Organovo’s NovoGen MMX Bioprinter precisely dispenses “bio-ink”—tiny building blocks composed of living cells—generating tissues layer-by-layer according to user-defined designs. Built for flexibility, the NovoGen Bioprinter enables fabrication of tissues with a wide array of cellular compositions and geometries; side-by-side comparison of multiple tissue prototypes facilitates optimization and selection of specific designs geared toward a particular application. Working within the confines of an object library, bio-ink building blocks of various shapes, sizes, and compositions are assembled into architectures that recapitulate the form of native tissue. Tubes, layered sheets, and patterned structures have been bioprinted, yielding three-dimensional tissues that are free of biomaterial scaffolding and characterized by tissue-like microarchitecture, including the development of intercellular junctions and endothelial networks.
In the short-term, 3D human tissues are being deployed in the laboratory setting as models of human physiology and pathology; cell-based assays are a mainstay of the drug discovery and development process, and multi-cellular / multi-tissue systems may serve as more predictive indicators of clinical outcomes. Longer-term applications of 3D tissue technologies will extend our knowledge of how to build the smallest functional units of a tissue to the fabrication of larger-scale tissues useful for surgical grafts to repair or replace damaged tissues and organs in the body. What are the next steps in the evolution of bioprinting?
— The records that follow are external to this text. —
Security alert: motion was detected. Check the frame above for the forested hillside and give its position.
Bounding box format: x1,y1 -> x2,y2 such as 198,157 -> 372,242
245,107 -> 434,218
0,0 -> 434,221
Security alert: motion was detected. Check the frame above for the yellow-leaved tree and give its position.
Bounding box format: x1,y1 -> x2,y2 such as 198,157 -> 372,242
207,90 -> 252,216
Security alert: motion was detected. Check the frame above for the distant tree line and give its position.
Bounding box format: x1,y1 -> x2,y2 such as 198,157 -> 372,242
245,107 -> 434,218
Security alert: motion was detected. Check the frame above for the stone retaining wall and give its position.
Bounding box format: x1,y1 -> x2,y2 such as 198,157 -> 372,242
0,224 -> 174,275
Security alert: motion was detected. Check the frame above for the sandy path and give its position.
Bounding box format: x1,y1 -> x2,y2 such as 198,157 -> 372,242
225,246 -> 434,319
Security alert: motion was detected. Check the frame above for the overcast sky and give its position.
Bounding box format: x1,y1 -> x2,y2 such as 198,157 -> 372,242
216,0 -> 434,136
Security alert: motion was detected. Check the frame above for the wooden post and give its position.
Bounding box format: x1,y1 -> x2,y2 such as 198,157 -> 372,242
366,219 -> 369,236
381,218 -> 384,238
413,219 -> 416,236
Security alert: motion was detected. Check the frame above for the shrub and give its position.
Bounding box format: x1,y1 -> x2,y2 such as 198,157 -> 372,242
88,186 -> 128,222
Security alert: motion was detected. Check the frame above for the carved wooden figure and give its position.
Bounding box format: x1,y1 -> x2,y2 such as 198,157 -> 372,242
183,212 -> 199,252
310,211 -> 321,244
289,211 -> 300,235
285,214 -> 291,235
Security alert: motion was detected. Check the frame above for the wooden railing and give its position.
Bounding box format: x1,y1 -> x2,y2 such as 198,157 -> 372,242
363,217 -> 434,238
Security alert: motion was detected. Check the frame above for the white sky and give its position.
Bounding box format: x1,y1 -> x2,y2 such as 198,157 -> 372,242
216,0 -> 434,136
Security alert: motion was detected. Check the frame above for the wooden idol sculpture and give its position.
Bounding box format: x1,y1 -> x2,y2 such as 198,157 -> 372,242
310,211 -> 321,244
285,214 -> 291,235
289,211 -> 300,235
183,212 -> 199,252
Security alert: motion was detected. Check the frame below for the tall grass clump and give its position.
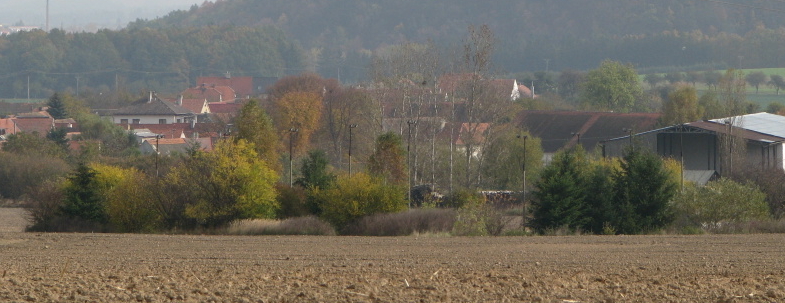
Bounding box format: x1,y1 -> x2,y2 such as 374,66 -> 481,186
224,216 -> 335,236
346,208 -> 456,236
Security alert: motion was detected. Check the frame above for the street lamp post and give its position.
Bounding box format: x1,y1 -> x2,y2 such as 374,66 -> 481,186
289,128 -> 299,186
518,135 -> 529,227
155,135 -> 163,179
406,120 -> 417,208
349,124 -> 357,176
621,127 -> 635,151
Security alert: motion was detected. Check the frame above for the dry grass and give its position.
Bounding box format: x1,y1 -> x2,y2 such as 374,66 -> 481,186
223,216 -> 335,236
345,209 -> 456,236
703,220 -> 785,234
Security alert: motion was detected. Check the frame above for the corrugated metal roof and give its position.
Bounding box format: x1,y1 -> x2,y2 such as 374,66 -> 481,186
684,169 -> 717,186
515,110 -> 661,153
710,113 -> 785,141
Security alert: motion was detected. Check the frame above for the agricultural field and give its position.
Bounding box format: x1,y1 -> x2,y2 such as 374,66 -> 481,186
0,209 -> 785,302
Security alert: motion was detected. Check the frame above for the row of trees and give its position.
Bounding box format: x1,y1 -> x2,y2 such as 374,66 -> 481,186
530,148 -> 768,234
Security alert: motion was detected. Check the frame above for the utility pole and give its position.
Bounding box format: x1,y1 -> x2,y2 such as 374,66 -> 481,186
289,128 -> 299,187
518,135 -> 529,227
349,124 -> 357,176
406,120 -> 417,208
46,0 -> 49,33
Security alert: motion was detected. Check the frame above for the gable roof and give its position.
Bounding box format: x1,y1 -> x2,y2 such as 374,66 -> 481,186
196,76 -> 254,98
182,84 -> 236,102
167,96 -> 210,114
125,123 -> 224,139
114,93 -> 194,116
709,113 -> 785,138
207,102 -> 244,114
12,116 -> 55,135
515,110 -> 661,153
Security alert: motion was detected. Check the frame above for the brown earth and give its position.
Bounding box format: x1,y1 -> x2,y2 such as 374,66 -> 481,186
0,212 -> 785,302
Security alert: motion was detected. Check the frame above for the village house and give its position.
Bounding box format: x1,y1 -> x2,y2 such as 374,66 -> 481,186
181,83 -> 237,102
112,92 -> 196,124
196,72 -> 278,101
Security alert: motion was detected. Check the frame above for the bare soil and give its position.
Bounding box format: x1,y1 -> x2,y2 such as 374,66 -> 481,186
0,210 -> 785,302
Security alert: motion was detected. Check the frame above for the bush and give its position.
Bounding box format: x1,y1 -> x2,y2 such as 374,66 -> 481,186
225,216 -> 335,236
452,201 -> 515,236
275,183 -> 312,219
25,180 -> 65,232
106,169 -> 163,232
311,173 -> 407,230
165,139 -> 278,228
346,209 -> 456,236
0,152 -> 70,199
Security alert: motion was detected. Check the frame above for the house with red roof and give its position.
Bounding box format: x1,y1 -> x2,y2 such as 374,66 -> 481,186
196,72 -> 278,99
139,138 -> 213,156
181,83 -> 237,102
166,95 -> 210,115
0,113 -> 55,136
207,102 -> 245,122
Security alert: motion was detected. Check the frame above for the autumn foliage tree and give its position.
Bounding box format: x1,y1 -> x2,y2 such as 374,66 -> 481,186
165,139 -> 278,227
235,100 -> 283,173
368,132 -> 406,184
582,60 -> 643,112
275,92 -> 323,154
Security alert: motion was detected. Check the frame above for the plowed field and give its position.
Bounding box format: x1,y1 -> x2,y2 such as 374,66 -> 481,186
0,210 -> 785,302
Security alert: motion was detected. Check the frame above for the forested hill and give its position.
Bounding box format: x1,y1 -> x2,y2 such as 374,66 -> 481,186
130,0 -> 785,74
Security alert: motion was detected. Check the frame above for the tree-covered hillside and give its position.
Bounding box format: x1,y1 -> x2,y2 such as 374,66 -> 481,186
0,25 -> 303,98
131,0 -> 785,78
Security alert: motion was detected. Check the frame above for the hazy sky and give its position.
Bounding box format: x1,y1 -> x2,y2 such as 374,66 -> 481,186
0,0 -> 204,30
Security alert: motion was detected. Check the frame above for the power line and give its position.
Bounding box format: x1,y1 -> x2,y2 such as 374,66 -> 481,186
703,0 -> 785,13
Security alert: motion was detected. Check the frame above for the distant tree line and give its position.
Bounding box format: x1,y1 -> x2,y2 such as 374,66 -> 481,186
130,0 -> 785,82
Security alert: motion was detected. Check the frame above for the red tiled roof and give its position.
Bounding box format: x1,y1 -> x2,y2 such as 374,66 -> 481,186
207,102 -> 243,114
166,98 -> 210,114
124,123 -> 223,138
13,117 -> 54,136
196,77 -> 254,97
182,84 -> 235,102
436,73 -> 475,94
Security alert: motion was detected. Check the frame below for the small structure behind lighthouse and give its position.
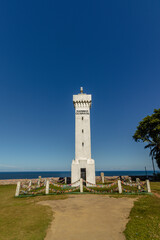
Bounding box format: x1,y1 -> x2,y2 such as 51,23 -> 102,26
71,87 -> 95,186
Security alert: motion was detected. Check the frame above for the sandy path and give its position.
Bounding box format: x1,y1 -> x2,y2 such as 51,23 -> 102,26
41,194 -> 135,240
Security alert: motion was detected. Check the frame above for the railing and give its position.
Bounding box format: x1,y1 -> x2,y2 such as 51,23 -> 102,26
15,178 -> 151,197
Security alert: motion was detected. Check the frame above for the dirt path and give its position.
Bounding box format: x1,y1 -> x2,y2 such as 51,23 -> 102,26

Scaling up and down—increasing the resolution of specific features while advancing fabrication hardware and techniques to produce larger-scale tissues. Enhancing the complexity of designs—building the tool set that enables conceptual or visual inputs to be translated rapidly to executable bioprinting programs that select from a library of bio-ink building blocks to translate the vision into reality. Driven by a myriad of unmet needs and opportunities, 3D bioprinting promises to be a rapidly evolving field for years to come.